The i40e firmware provides us a few different types of information. In
particular, it has an internal enumeration of PHY types that it uses as
part of Get Link Status command (opecode 0x0607). This enum called enum
i40e_aq_phy_type
tells us very specific information about what kind of
phy media is currently in use. In addition, there is also a general
media type that is part of the phy capabilities data in the struct
i40e_phy_info
. This struct also has an array of which PHYs are
supported, but for us the most important member is the one in the link
status.
To determine the media type for ixgbe(4D), we need to combine the
current link speed with the results of the
ixgbe_get_supported_physical_layer()
function in the common code. By
combining these two we can get the current mode of the link.

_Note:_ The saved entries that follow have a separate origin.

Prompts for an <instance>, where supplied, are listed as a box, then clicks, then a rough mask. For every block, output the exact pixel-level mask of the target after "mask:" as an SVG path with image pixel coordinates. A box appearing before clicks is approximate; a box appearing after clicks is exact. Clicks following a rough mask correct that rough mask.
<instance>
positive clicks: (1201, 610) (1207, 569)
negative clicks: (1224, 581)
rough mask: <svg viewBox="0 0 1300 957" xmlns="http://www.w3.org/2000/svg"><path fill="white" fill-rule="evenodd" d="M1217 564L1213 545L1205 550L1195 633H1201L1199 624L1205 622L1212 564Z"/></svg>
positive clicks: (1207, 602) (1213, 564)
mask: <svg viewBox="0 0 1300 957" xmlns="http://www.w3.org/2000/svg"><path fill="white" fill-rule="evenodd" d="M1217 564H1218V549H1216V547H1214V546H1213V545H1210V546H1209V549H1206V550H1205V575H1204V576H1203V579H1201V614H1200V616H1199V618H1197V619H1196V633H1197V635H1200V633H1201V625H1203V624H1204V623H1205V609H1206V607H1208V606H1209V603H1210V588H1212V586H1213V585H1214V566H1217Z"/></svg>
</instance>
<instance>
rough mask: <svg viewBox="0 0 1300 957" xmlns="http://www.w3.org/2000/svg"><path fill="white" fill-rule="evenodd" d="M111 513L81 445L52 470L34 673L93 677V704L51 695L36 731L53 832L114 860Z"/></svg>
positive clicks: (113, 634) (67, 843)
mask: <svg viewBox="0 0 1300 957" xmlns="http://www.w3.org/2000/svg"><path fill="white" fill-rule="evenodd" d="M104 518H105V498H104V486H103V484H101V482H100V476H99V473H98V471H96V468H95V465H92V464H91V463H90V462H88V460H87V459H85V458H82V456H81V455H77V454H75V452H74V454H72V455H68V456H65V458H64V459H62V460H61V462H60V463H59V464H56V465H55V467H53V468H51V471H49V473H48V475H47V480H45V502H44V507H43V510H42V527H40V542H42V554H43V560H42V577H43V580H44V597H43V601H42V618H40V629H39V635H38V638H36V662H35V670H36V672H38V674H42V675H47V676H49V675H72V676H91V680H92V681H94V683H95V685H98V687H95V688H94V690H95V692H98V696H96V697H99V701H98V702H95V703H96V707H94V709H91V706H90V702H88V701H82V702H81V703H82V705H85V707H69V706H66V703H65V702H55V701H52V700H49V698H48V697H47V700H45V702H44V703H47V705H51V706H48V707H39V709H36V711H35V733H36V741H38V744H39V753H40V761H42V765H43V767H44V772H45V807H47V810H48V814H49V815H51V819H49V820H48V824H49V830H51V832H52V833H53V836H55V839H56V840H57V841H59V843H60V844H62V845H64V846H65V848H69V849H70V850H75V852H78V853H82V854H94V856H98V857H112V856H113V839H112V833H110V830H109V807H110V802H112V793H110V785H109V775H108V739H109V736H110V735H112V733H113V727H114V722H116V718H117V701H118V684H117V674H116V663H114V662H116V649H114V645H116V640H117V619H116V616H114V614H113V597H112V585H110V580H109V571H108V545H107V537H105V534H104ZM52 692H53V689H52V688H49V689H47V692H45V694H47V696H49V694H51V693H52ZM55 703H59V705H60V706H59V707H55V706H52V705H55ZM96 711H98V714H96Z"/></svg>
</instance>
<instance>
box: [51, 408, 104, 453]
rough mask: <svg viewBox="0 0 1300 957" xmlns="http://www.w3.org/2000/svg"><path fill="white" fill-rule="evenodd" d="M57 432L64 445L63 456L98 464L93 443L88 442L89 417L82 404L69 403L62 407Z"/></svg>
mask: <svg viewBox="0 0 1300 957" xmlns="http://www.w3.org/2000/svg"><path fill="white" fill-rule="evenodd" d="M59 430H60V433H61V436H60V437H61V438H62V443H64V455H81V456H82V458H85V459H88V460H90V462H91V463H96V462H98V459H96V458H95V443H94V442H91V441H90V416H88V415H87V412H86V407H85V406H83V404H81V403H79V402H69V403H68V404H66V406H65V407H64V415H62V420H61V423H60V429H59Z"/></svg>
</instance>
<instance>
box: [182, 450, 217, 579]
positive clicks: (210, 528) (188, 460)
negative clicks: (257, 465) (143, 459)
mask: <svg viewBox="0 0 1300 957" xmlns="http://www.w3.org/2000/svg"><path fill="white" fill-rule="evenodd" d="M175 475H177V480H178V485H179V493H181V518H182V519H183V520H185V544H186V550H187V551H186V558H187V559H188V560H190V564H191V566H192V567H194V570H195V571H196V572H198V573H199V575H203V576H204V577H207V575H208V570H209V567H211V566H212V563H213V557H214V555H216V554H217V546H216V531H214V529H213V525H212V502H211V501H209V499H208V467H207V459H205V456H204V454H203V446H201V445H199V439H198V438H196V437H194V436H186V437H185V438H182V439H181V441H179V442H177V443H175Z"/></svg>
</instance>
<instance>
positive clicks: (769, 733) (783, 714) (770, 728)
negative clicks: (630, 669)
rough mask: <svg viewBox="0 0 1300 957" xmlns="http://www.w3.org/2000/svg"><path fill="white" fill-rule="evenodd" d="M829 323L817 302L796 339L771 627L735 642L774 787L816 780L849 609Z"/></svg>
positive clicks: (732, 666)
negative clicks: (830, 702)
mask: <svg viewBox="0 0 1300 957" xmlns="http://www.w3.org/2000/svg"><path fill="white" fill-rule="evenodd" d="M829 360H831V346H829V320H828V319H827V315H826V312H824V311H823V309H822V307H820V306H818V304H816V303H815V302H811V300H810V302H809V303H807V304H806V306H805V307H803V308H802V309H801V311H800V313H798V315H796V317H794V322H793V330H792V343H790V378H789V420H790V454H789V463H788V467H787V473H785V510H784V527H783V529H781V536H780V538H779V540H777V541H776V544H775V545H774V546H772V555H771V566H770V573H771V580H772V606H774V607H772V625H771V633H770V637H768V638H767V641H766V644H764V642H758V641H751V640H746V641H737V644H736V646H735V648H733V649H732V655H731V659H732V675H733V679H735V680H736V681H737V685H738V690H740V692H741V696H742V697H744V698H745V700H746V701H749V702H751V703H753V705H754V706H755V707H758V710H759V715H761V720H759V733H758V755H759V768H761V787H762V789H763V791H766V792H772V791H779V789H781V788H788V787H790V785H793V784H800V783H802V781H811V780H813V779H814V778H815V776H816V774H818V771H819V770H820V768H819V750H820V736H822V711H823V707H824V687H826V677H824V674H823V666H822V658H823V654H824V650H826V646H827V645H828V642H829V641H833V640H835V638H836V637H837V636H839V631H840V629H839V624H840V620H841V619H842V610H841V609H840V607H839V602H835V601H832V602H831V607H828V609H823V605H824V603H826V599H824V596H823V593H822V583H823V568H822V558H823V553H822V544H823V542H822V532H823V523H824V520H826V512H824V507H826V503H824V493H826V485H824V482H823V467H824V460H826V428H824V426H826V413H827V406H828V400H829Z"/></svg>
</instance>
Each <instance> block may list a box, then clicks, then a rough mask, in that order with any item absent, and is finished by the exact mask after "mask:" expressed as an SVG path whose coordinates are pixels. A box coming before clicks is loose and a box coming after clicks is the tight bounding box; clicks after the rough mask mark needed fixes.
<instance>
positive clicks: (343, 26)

The mlxcx(4D) driver already has a notion of this with the
mlxcx_eth_proto_t
enumeration which contains the current operational
mode in the port’s mlp_oper_proto
member. All we need to do is convert
this to the appropriate general type.
The qede(4D) driver’s firmware mailbox has some information here. In
particular there is a function ecore_mcp_get_media_type()
which is
used to extract from firmware the struct public_port
member
media_type
. This gives us something we can then comare with the speed
to figure out the exact type of.
The sfxge(4D) driver does have a way of asking the underlying system what the type of the port is. However, this only gets us to high-level PHY information such as BASE-T, SFP, XPF, QSFP, etc. Unlike other drivers or other systems it does not attempt to decode the SFP compliance codes to figure out how to operate (that we can easily see). This means that we will have to return an unknown media type in such circumstances.
The mii framework today already tracks this information as part of configuring its state. This is used by the following drivers:
-
afe
-
atge
-
dmfe
-
efe
-
elxl
-
hme
-
iprb
-
pcn
-
rtls
-
yge
We likely can provide a straightforward callback into the mii layer.